Old Bailey welcomes the start of hairy crab season with an eight-course tasting menu ($988/person) dedicated to highlighting the best parts of the hearty little crustaceans. Revered for their addictively creamy roe and delicate, sweet flesh, the hairy-pawed crabs are at their fattest every autumn, with the harvest season starting in September/October for male crabs and November for females. This year’s harvest, however, hasn’t yielded well in the famed Yangcheng Lake of Jiangsu Province in China, so Old Bailey has opted to instead import the crabs from Hokkaido, Japan.
The menu, created by Yangzhou native chef Wong Kwan Man, will be on offer until December 2019 (or while supplies last).
Our meal started with a trio of appetisers:marinated egg in fermented rice wine, jellyfish and cucumber dressed in aged vinegar and fresh local bean curd sheets tossed in fragrant sesame oil.
Individual bamboo steamers of Ibérico pork xiao long bao infused with hairy crab roe arrived next. The umami-laced sweetness of the crab-roe soup paired well with the sweet vinegar that was served alongside.
A nourishing bowl of braised imperial bird’s nest with hairy crab roe, dotted with aged vinegar. Perfect for autumn days.
A hairy crab feast isn’t complete without fresh steamed crab, and the tasting menu comes with a 210-gram crab. Upgrade with an additional 210-gram crab at $350 or a 265-gram crab at $650. The little critters take some patience to eat, but the creamy roe is well worth the hassle.
Old Bailey’s signature double-boiled lion’s head with pillow-soft hand-chopped pork is given a luxurious bath of hairy crab-roe broth. The consistency of the meatball was delicately light, with an almost souffle-like texture.
To cleanse the palate, local organic seasonal greens.
The menu offers a choice between wok-fried hairy crab roe over hand-pulled noodles or fried rice.
We preferred the version over fried rice as the egg in the rice added more flavour to the dish.
Traditionally, crabs are considered “cold” food, so drinking “hot” Chinese wine or gingery soups and teas help to balance the body.

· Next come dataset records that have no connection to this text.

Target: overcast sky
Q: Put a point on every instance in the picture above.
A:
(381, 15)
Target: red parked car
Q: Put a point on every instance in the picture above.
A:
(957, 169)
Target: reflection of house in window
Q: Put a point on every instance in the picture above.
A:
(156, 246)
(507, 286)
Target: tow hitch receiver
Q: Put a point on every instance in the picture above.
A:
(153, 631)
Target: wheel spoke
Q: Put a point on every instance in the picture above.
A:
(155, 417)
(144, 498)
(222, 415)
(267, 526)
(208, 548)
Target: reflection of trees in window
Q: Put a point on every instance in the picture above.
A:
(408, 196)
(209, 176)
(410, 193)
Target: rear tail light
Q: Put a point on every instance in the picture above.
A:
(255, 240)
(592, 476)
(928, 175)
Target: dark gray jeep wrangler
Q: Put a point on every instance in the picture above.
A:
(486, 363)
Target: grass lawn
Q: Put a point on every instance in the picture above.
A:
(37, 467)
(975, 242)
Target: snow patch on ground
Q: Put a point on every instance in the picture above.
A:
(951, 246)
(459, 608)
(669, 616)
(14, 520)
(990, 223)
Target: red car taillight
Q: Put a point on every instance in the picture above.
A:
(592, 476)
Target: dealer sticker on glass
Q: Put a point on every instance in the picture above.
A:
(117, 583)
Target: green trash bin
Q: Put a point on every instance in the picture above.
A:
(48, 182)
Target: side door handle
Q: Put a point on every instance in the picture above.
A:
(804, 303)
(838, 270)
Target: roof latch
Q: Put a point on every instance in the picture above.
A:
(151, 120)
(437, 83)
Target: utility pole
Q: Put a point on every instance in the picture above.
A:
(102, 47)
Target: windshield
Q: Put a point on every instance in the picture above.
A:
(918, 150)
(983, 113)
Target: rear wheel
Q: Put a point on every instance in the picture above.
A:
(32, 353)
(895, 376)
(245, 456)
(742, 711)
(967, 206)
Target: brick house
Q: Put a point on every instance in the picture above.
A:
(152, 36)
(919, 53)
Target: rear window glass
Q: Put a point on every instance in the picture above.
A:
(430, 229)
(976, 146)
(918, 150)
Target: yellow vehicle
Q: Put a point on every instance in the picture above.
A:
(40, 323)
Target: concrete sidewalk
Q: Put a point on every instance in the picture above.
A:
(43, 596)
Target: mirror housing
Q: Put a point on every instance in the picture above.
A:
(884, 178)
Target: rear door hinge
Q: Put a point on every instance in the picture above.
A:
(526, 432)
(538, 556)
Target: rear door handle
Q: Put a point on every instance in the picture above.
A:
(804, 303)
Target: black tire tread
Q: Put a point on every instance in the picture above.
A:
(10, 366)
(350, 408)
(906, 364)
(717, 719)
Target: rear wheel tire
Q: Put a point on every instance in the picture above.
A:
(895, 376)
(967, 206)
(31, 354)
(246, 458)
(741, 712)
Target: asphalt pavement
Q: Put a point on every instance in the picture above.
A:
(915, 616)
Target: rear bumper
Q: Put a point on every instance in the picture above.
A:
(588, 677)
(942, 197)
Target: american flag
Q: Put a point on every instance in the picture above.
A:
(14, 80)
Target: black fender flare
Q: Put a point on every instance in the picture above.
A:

Our tasting menu was capped off with zingy sweet ginger soup with house-made glutinous rice dumplings.
Old Bailey offers a comprehensive way to enjoy the seasonal delicacy of hairy crab in various forms within Jiangnan cuisine. This is a treat for anyone who is mad about hairy crab! Just remember to drink the ginger soup and tea offered during the meal or else you might be shivering from all the “cold” crab.
2/F, JC Contemporary, Tai Kwun, 10 Hollywood Road, Central, 2877 8711, book online
This write-up is based on a complimentary media tasting provided in exchange for an honest review and no monetary compensation. The opinions expressed here represent the author’s.